With his behaviour, Felipe Massa has completely won me over. Not only that — his driving has won me over too.

Massa has always been tainted by his début season in 2002 which the Brazilian himself confesses was too erratic. A year out of racing gave him the opportunity to test for Ferrari. He impressed the Scuderia so much that he was offered a race seat in 2006.

At Ferrari he has been mentored by Michael Schumacher and has forged an important partnership with his race engineer Rob Smedley. Today’s Felipe Massa, as opposed to the erratic guy Sauber hired, is a product of the Ferrari team. They recognised that Massa had the talent and the speed — and they learnt how to shake the errors out of him.

The transformation has been slow, and like a frog being boiled it has happened so slowly that we almost didn’t realise it. Massa has retained the image of the erratic driver who can’t stop making errors. But in a season littered with driver errors, Massa has not done much worse than many others.

Lewis Hamilton had the pressure on him because he was expected to do well. But Massa had more pressure on him because he was expected to do badly. But Massa has shown the critics.
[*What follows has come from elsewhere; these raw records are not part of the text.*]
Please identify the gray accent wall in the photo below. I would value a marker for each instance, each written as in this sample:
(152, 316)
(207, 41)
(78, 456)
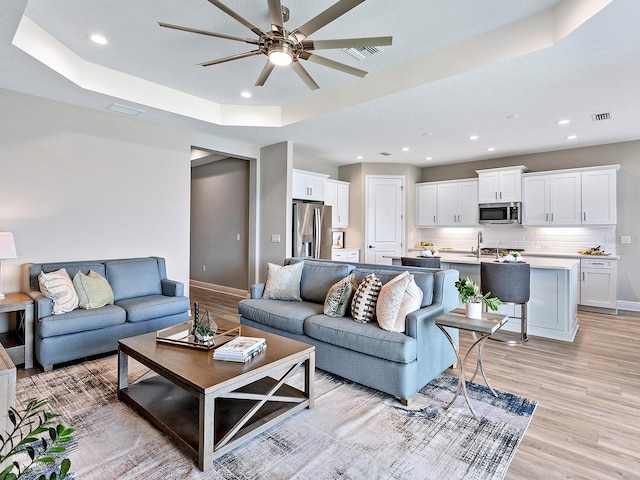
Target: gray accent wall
(220, 222)
(626, 154)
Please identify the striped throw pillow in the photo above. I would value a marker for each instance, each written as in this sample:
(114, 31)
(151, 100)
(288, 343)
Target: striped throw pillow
(363, 305)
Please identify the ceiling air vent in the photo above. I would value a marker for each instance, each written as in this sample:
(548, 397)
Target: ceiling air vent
(598, 117)
(361, 53)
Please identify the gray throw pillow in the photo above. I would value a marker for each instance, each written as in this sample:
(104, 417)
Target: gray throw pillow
(283, 282)
(339, 297)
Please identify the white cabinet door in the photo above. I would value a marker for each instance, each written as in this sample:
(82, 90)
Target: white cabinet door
(565, 205)
(598, 282)
(535, 202)
(599, 206)
(488, 187)
(447, 204)
(468, 203)
(426, 205)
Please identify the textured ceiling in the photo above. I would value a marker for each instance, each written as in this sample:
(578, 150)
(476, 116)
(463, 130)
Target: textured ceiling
(456, 68)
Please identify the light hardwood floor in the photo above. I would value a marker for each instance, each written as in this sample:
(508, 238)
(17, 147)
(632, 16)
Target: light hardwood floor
(587, 423)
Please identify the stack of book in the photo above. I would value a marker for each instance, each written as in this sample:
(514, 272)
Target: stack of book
(240, 349)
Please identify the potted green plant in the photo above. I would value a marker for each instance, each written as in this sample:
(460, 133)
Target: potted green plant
(473, 298)
(37, 437)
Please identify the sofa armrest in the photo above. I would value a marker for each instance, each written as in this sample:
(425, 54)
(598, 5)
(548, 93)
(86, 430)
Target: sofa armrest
(43, 305)
(257, 290)
(171, 288)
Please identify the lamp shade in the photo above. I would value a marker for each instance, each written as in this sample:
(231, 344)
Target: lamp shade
(7, 245)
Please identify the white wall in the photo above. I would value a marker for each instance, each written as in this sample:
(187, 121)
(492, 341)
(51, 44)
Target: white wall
(82, 184)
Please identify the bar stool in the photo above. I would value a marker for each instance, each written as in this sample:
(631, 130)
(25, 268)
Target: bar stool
(511, 283)
(428, 262)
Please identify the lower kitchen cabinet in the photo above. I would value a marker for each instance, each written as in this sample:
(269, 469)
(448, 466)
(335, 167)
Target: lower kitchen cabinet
(599, 283)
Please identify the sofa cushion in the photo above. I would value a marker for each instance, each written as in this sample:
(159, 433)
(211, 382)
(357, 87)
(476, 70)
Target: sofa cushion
(283, 282)
(59, 288)
(141, 309)
(363, 305)
(131, 278)
(287, 316)
(424, 280)
(389, 302)
(318, 277)
(338, 301)
(80, 320)
(93, 290)
(367, 338)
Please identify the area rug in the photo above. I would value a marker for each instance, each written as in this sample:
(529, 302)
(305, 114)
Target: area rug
(353, 432)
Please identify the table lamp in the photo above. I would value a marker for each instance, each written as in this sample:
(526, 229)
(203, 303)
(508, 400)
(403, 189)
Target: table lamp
(7, 250)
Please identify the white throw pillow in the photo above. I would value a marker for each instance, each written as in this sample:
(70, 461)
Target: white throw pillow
(411, 301)
(389, 301)
(58, 287)
(283, 282)
(363, 305)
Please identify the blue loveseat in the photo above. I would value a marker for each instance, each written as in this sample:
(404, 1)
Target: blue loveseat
(144, 301)
(396, 363)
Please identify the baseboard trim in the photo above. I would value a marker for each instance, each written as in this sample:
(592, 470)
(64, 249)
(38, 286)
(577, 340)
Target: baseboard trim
(626, 305)
(237, 292)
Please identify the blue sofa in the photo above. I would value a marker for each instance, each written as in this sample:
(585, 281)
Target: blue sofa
(396, 363)
(144, 301)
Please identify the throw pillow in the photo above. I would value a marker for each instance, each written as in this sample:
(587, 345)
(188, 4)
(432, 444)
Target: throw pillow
(389, 301)
(58, 287)
(363, 305)
(339, 297)
(283, 282)
(93, 290)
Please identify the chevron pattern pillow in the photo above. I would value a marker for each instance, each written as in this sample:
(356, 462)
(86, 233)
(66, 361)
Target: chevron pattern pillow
(363, 305)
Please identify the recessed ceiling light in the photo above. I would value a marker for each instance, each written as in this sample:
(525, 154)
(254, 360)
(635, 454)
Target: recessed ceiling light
(97, 38)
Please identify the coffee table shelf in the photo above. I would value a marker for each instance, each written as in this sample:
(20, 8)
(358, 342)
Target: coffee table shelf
(210, 407)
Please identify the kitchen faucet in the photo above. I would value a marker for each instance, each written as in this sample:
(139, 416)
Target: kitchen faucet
(480, 240)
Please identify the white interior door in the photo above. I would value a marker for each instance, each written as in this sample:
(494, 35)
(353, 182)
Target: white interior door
(384, 217)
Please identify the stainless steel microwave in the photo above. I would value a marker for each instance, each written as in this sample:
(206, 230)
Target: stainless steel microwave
(500, 213)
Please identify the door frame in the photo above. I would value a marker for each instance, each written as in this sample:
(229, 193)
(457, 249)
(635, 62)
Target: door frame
(403, 225)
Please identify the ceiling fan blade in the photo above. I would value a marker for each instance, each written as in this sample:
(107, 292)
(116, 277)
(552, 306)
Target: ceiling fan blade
(275, 12)
(304, 75)
(238, 17)
(232, 57)
(266, 71)
(205, 32)
(324, 18)
(310, 57)
(346, 43)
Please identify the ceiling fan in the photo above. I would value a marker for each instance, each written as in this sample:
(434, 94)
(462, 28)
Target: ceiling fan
(284, 47)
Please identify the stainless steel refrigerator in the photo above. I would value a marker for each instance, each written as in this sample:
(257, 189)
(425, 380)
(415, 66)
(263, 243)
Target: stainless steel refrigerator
(312, 230)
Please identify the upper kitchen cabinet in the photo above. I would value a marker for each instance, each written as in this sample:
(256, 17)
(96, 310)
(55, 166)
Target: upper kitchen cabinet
(426, 205)
(337, 195)
(570, 197)
(308, 185)
(500, 184)
(599, 206)
(457, 203)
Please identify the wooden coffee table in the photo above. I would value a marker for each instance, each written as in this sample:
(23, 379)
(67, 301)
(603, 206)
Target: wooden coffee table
(208, 406)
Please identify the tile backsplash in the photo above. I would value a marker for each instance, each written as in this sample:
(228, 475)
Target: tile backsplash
(538, 239)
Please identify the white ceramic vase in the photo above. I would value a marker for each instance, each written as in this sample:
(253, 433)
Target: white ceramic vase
(474, 310)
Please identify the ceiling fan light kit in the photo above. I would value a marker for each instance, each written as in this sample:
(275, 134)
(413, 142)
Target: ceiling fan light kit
(283, 47)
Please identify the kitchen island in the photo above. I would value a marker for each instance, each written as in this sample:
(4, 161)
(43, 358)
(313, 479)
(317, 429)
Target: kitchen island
(553, 306)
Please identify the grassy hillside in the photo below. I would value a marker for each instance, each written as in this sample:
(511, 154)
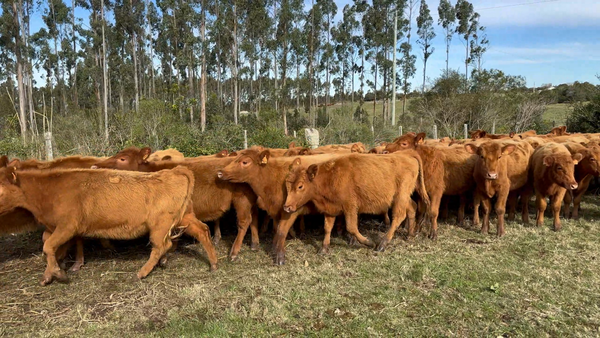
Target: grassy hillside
(532, 282)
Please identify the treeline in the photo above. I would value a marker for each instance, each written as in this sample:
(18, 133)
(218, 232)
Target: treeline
(239, 55)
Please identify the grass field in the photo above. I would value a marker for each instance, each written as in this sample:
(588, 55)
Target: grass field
(532, 282)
After a shaky start to the season, Massa has proved that he has the ability to become true World Championship material.

Somewhere along the way, Massa got a reputation for being poor in the wet. I particularly remember his performance in the 2007 European Grand Prix underlining this. His five spins at Silverstone this year did not help.

But any fair assessment would have to take into account the fact that Kimi Räikkönen also spun a number of times during the same race. Maybe not as often as Massa, but it suggests that there was something wrong with the car rather than the driver in that instance.

Look at some of the other wet races this season. In Monaco, Massa had a slight problem when he ran wide at Ste Devote, losing a place to Robert Kubica. But three of the best drivers on the grid — Lewis Hamilton, Fernando Alonso and Kimi Räikkönen — all made contact with the barriers, while Massa did not.

In Spa (tainted though that victory may be in the eyes of many), Felipe Massa won a race in wet conditions which completely got the better of Räikkönen. And victory in Brazil never looked in any doubt.

The other main taunt that Massa received is that he was only good at certain circuits, namely Bahrain, Turkey and Brazil. This year he won all three of those — but he also added France, Europe and Belgium to the list. Belgium’s Spa-Francorchamps being, of course, the driver’s circuit, a true test of skill and bravery.

Is Felipe Massa the more improved driver in recent years? I struggle to think of anyone who can rival him for that title. Felipe Massa is living, breathing proof of what you can achieve when you set your heart to it. The sub-par driver who was a laughing stock has had the last laugh — even if the title still (just) eludes him. If he doesn’t get another crack, I will feel sorry for him.